Gogte Group
- Type: Private
- Industry: Conglomerate
- Founded: 1957; 69 years ago
- Founder: Raosaheb Gogte
- Headquarters: Belgaum, Karnataka, India
- Subsidiaries: Gogte Mines; Gogte Salts; Gogte Minerals; Gogte Textiles;

= Gogte Group =

Indian conglomerate

Gogte Group is an Indian conglomerate, headquartered in Belgaum, Karnataka, involved in mining, minerals, salts and textiles. The conglomerate was founded by Raosaheb Gogte, beginning in 1957.

== History ==
=== Gogte Mines ===
In the early 1950s, Japanese interest in the iron and manganese ores of Portuguese Goa led Raosaheb Gogte, a lawyer at the time, to explore the possibility of mining for the ores in the districts of Ratnagiri and North Kanara. In 1954, he began mining for manganese near Kuveshi. With financial encouragement from local lenders, Gogte established the Gogte Mines company and began mining for iron ore at Redi in 1957, having leased 187 acres and 16 gunthas for the project, and producing 15,000 tonnes of iron ore within the first four months.

In 1962, the company came under scandal when one of its mines collapsed, injuring several workers. When contractors began demanding higher rates, he commissioned two self-propelled barges for the transport of the ore, which were inaugurated by Yashwantrao Chavan and his wife. Turning a profit after a decade of functioning, Gogte formally incorporated his mining company on July 20, 1967.

By 1972, the company was exporting iron and manganese ore to Europe and the Middle East. By 1973, the company was considered one of the leading exporters of iron ore in Maharashtra, with their mine in Redi, being cited as the principal producer.

=== Gogte Salts ===
In 1963, Gogte scouted 1500 acres of land near Nala Sopara for developing a salt works. He tasked his brother Vasudev with its management, who would apply French and Tunisian techniques of salt production at the works. The Gogte Salts company was inaugurated in 1964 at the hands of Sadashiv Govind Barve, after Gogte's brother Vaman, dealt with lengthy legal proceedings to obtain letters of intent from the government for the company to go into commercial production in Maharashtra. Negotiations concluded, after the company acquiesced to manufacture both edible and industrial salt for which the government would allot 2,000 acres of land to the company. In July 1964, the Government of Maharashtra gave the company licenses to manufacture soda ash and ammonium chloride.

=== Gogte Minerals ===
By 1974, Gogte had secured buyers for the company's iron ore in Romania, formally incorporating the Gogte Minerals company on February 23, 1977, for promotion of ammonium chloride fertilizers. As of 2020, the company's research in the use of the minerals it mines, as well as the company's export practices have been cited by several government and educational institutions studying the field.

=== Gogte Textiles ===
On May 17, 1980, Gogte established Gogte Textiles, venturing into textiles, manufacturing cotton yarns and fabrics. Under the advisement of S. M. Krishna, he pursued to obtain a license from the Government of Karnataka under Gundu Rao, to set up a textile mill in Kakti, acquiring 100 acres for the venture, and ordering weaving machinery from Switzerland. After promises of financial encouragement from the Ministry of Industry fell through, Gogte appealed to R. N. Malhotra at the Reserve Bank of India for provision of working capital. Financial encouragement came from the State Bank of Mysore and IDBI, under the advisement of Shankarrao Chavan.
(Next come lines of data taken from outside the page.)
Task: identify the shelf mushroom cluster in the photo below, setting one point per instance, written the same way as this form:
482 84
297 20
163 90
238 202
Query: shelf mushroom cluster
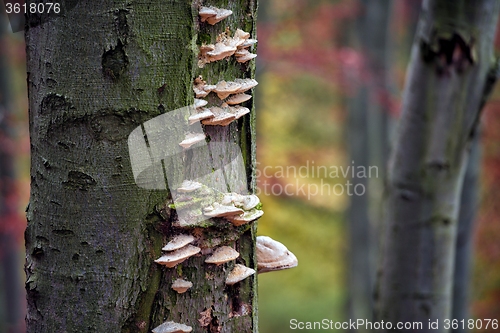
235 208
226 46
In the late 1980s, Gogte's son Arvind, and his wife presented samples of their Textile Mills' terrycloth towels to then Prime Minister Rajiv Gandhi, when they learned that his wife Sonia Gandhi had enquired after them. When Gandhi requested Gogte to arrange a visit to the mills, the mills' workers went on strike. By 1990, the Gogte Textile Mills was one of the largest exporters of textile goods in Karnataka.